Sementara itu, Jovan punya gaya belajar berbeda. Ia dikenal lebih ekspresif, cepat memahami pola, dan gemar berkompetisi.
“Jovan sebenarnya nggak suka matematika, melihat Abang jadi jealous (cemburu) dari situ Jovan ikut matematik," kata Jovan.
Sejak kecil, Jason berbagi ilmu, keduanya sering terlihat duduk bersama di meja belajar rumah mereka.
Meski berbeda usia dan jenjang sekolah, Jason dan Jovan kerap bertukar soal, berdiskusi, bahkan sesekali berdebat tentang metode pembelajaran. Dari kebiasaan sederhana inilah lahir semangat kompetisi sehat di antara mereka.
Peran Penting Ibu
Di balik kesuksesan keduanya, ada peran besar sang ibu, dr. Vanda Y Nasution. Sebagai dokter, ia terbiasa membagi waktu kerjanya yang padat untuk tetap mendampingi anak. Ia tidak memaksakan target tertentu, melainkan berusaha memahami keinginan dan cara belajar masing-masing anak.
“Saya percaya setiap anak itu punya jalannya sendiri, dari kecil saya ikutkan kompetisi yaitu sains, matematik dan bahasa Inggris, jadi tugas saya hanya menyediakan ruang, memberi dorongan, dan menemani mereka kalau ada kompetisi. Saya tahu mereka mampu,” tutur Vanda.
Baginya, pendidikan bukan hanya soal prestasi, melainkan juga bagaimana anak-anak belajar menghargai proses.
"Bagaimanapun kompetisinya, tetap sekolah nomor 1, saya membiasakan anak-anak agar tidak menyombongkan diri tetap rendah hati," paparnya.
Tak heran jika Jason dan Jovan tumbuh dengan mental kuat, siap menghadapi tekanan lomba, sekaligus rendah hati atas setiap kemenangan.
Tantangan di Ajang Internasional
Ajang IMC di Singapura bukanlah kompetisi yang mudah. Peserta datang dari berbagai negara dengan latar belakang pendidikan yang kuat. Namun Jason dan Jovan tidak gentar.
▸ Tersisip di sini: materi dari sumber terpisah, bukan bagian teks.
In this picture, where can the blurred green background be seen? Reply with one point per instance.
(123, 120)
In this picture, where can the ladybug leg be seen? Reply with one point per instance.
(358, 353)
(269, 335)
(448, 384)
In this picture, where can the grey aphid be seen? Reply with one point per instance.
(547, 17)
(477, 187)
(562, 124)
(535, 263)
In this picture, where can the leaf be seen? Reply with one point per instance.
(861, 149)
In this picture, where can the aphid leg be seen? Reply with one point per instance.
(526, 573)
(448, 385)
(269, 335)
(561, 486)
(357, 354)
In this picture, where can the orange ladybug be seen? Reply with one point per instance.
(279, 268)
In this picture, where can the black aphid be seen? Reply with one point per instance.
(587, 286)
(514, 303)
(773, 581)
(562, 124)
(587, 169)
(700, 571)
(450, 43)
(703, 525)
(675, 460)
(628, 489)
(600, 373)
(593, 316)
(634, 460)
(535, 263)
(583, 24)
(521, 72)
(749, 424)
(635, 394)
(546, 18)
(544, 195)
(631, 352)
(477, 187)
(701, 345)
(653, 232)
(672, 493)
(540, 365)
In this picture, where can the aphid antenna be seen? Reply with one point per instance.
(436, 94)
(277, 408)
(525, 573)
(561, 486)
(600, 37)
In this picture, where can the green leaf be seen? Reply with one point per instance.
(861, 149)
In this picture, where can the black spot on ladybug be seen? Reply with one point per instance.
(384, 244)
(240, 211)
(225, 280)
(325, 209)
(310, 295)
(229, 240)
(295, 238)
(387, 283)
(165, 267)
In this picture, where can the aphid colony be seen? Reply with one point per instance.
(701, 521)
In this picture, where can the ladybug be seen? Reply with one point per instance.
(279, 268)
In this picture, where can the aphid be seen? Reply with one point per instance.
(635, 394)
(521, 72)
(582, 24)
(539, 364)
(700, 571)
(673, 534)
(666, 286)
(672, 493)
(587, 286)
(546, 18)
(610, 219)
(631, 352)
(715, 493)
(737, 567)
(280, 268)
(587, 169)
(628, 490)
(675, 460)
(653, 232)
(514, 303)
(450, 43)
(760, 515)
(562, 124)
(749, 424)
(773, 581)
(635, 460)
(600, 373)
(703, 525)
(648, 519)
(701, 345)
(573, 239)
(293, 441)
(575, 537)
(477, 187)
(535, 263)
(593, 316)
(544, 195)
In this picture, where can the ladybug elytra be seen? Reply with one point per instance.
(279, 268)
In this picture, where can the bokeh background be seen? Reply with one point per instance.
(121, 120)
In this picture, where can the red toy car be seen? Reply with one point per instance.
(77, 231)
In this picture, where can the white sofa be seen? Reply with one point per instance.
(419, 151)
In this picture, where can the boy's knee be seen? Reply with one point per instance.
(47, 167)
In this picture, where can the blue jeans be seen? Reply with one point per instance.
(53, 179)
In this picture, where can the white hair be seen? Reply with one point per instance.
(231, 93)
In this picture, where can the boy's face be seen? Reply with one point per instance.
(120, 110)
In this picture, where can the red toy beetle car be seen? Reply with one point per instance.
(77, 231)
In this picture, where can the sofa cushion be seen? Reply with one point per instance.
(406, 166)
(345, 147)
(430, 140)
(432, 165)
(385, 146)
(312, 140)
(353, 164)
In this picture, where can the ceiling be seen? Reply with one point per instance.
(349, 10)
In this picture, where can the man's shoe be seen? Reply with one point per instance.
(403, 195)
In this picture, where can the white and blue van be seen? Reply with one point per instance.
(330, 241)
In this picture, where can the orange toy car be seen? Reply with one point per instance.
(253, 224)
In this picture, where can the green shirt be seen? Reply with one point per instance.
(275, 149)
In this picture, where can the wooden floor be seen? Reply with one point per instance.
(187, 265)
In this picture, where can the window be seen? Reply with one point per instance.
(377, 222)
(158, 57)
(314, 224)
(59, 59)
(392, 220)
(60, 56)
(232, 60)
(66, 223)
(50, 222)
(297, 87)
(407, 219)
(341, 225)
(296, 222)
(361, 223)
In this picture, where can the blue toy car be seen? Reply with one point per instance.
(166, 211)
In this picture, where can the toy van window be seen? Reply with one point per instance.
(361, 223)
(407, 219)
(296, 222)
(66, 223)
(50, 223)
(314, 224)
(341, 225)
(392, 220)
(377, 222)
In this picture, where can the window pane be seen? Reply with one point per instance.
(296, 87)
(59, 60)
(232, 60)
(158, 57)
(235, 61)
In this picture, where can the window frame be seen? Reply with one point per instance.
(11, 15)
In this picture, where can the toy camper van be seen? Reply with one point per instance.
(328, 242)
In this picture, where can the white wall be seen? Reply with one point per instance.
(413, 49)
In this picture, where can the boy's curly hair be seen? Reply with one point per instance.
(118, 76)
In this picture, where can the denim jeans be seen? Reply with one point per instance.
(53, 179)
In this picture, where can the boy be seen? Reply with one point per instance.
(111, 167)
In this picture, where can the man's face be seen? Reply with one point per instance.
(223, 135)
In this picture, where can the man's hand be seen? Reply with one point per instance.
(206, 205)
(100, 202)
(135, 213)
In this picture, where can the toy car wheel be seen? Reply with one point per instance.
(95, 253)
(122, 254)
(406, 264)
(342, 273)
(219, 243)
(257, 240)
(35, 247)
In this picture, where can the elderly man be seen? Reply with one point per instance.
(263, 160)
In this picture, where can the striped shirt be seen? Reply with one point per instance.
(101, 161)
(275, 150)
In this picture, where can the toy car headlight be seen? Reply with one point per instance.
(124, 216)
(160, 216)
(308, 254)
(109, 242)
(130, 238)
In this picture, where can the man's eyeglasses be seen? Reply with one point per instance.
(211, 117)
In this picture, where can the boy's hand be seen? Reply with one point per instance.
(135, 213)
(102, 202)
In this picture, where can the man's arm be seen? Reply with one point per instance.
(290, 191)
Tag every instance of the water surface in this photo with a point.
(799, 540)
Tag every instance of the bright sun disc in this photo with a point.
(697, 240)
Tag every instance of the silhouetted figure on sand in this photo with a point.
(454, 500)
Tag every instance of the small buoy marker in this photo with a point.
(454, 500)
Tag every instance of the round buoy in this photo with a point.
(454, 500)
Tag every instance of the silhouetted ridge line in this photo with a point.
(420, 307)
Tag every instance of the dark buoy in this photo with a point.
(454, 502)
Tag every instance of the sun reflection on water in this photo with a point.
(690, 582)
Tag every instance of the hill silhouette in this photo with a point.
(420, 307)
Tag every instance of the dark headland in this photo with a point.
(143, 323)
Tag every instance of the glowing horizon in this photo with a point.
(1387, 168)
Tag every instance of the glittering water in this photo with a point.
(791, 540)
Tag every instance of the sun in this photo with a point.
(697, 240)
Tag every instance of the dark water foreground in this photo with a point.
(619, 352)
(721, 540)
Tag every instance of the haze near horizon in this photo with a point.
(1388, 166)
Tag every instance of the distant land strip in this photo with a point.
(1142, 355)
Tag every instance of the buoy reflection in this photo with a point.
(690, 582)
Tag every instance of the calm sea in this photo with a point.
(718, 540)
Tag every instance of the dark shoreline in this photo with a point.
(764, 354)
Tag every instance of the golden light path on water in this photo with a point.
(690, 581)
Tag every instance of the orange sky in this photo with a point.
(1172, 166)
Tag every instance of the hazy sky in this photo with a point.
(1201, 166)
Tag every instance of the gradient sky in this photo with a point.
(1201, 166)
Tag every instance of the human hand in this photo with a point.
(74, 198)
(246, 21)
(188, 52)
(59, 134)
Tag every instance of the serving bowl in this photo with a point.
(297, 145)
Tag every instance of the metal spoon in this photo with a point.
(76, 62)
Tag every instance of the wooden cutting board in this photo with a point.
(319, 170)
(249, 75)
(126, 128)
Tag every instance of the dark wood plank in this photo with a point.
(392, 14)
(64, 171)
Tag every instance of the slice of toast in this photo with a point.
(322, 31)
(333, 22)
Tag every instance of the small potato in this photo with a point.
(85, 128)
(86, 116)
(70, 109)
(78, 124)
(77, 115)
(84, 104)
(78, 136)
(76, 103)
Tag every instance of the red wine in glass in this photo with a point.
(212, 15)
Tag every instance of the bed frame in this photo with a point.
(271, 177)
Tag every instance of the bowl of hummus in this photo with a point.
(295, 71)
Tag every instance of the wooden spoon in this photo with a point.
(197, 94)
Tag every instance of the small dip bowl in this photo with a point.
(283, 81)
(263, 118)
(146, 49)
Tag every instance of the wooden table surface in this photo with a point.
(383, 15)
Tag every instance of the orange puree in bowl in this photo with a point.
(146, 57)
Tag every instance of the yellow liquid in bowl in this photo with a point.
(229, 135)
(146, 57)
Mereka terbiasa menghadapi soal-soal olimpiade sejak masih di tingkat kota.
“Yang sulit itu memahami kata-kata logaritma internasional sama Indonesia berbeda, karena bahasa itu dipelajari setelah kelas 10, Jason barusan masuk (ke-SMA)," jelasnya.
Sementara itu, Jovan justru mengaku merasa lebih bersemangat karena ditemani kakaknya.
"Idola Jovan ya abang (Jason), kemarin yang paling sulit WMSC (kompetisi sebelumnya) mendapat banyak soal volume jadi belajar, yang IMC sekarang banyak soal volume jadi bisa ngerjain,” ucap bocah kelas 6 Bright Kiddie itu polos.
Kekompakan kakak beradik ini terbukti saat pengumuman hasil. Meski tidak meraih emas, medali perunggu yang mereka bawa pulang adalah simbol kerja keras, dukungan keluarga, dan semangat pantang menyerah.
Inspirasi bagi Generasi Muda
Kini, setelah sukses di IMC, Jason dan Jovan tidak berhenti belajar. Mereka sudah bersiap mengikuti kompetisi berikutnya, baik di dalam maupun luar negeri.
Sang ibu berharap anak-anaknya tetap rendah hati dan menjadikan pengalaman ini sebagai pijakan untuk mimpi yang lebih besar.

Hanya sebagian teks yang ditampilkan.